Er zijn ook speciale projectlokalen. Die kunnen gedurende lange termijnen aan bepaalde projecten worden toegewezen. De projectmedewerkers mogen er op de muren en op de ramen schrijven, er notities achterlaten en er bepaalde hulpmiddelen fixeren. Zo kunnen teams er het werk voortzetten vanaf wat ze er vorige keer achterlieten.

Daarna neemt het belang van ideeënuitwisseling en samenwerking toe. Het researchcentrum telt 270 vergaderzalen met uiteenlopende oppervlakte. Gemiddeld vindt een onderzoeker al een vergaderzaal op tien meter van de plaats waar hij werkt. Daarbij ook de zogenaamde communicatiezones.

Hun loungeachtig karakter moedigt de spontane uitwisseling van ideeën aan en houdt de creatieve atmosfeer in stand. Ze moedigen aan om niet uitsluitend aan het eigen bureau te werken en stimuleren volgens Bosch 'serendipitieve' ontmoetingen die op hun beurt impulsen geven aan nieuwe ideeën.

Platform 12
De grootste en meest verrassende creatieve zone is Platform 12, die een groot deel van de bovenverdieping van het hoofdgebouw vult. Losgekoppeld van de regels en structuren van het dagelijkse werken kunnen de onderzoekers hier elkaar stimuleren.

Meubilair uit de jaren dertig staat er zij aan zij met de recentste elektronica en smart boards, die wereldwijde contacten faciliteren. Er staan werkbanken en ladenkasten met rommel - of zijn het kunstgewrochtjes? - en halfafgewerkte knutselwerkjes. Die moeten ter plaatse blijven, om de volgende gebruikers van de ruimte te inspireren.

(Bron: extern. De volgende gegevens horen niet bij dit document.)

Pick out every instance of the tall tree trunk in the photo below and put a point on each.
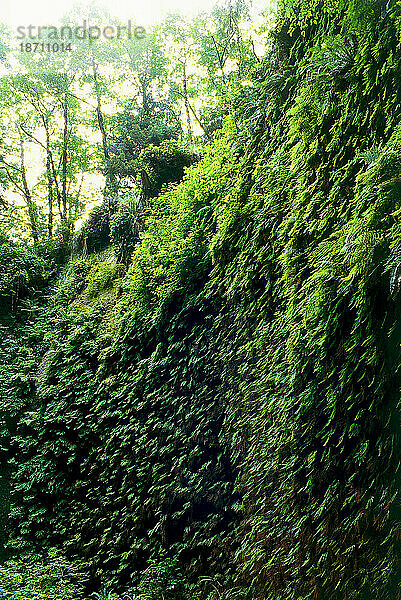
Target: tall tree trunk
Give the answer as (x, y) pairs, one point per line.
(64, 157)
(111, 184)
(31, 206)
(186, 101)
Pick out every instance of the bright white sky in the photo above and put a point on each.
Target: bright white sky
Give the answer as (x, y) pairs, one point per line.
(142, 12)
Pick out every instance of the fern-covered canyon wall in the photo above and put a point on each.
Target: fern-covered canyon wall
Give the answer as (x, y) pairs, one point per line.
(223, 414)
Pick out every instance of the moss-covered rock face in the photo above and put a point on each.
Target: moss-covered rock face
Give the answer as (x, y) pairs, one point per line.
(225, 414)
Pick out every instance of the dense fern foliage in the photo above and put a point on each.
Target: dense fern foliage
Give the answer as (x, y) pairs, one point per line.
(225, 412)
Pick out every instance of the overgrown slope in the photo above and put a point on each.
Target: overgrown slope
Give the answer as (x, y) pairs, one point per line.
(234, 397)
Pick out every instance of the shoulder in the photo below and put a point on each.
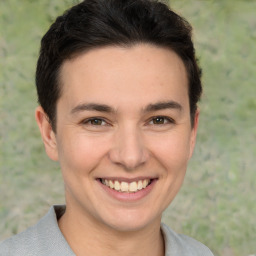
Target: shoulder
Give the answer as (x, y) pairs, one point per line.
(177, 244)
(44, 238)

Tussen de onderzoekers kregen ook kunstenaars van kunstacademie Schloss Solitude een plaats, met de bedoeling eveneens voor contrast te zorgen met het dikwijls theoretische karakter van het onderzoekswerk. Het lijkt wat vergezocht, zeker voor onderzoekers die met scheikundige en biologische materialen of met elektronica en mechanica bezig zijn. Maar in elk geval voor wie vele uren per dag aan software werkt kan dergelijke omgeving net door het contrast inspireren en stimuleren.

Matrix
Naast het hoofdgebouw zijn er nog elf andere gebouwen met labo's en workshops en twee gebouwen voor techniek en onderhoud.

Om te bepalen wie zijn intrek zou nemen in welk gebouw gebruikte Bosch een matrix, gebaseerd op de intensiviteit van de onderlinge informatie-uitwisseling tussen de individuele onderzoeksdisciplines: hoe intensiever die uitwisseling hoe kleiner de fysieke onderlinge afstand op de nieuwe campus.

Om de fysieke afstanden zo comfortabel mogelijk te overbruggen zijn de gebouwen onderlig met elkaar verbonden door overdekte bruggen en wandelgangen.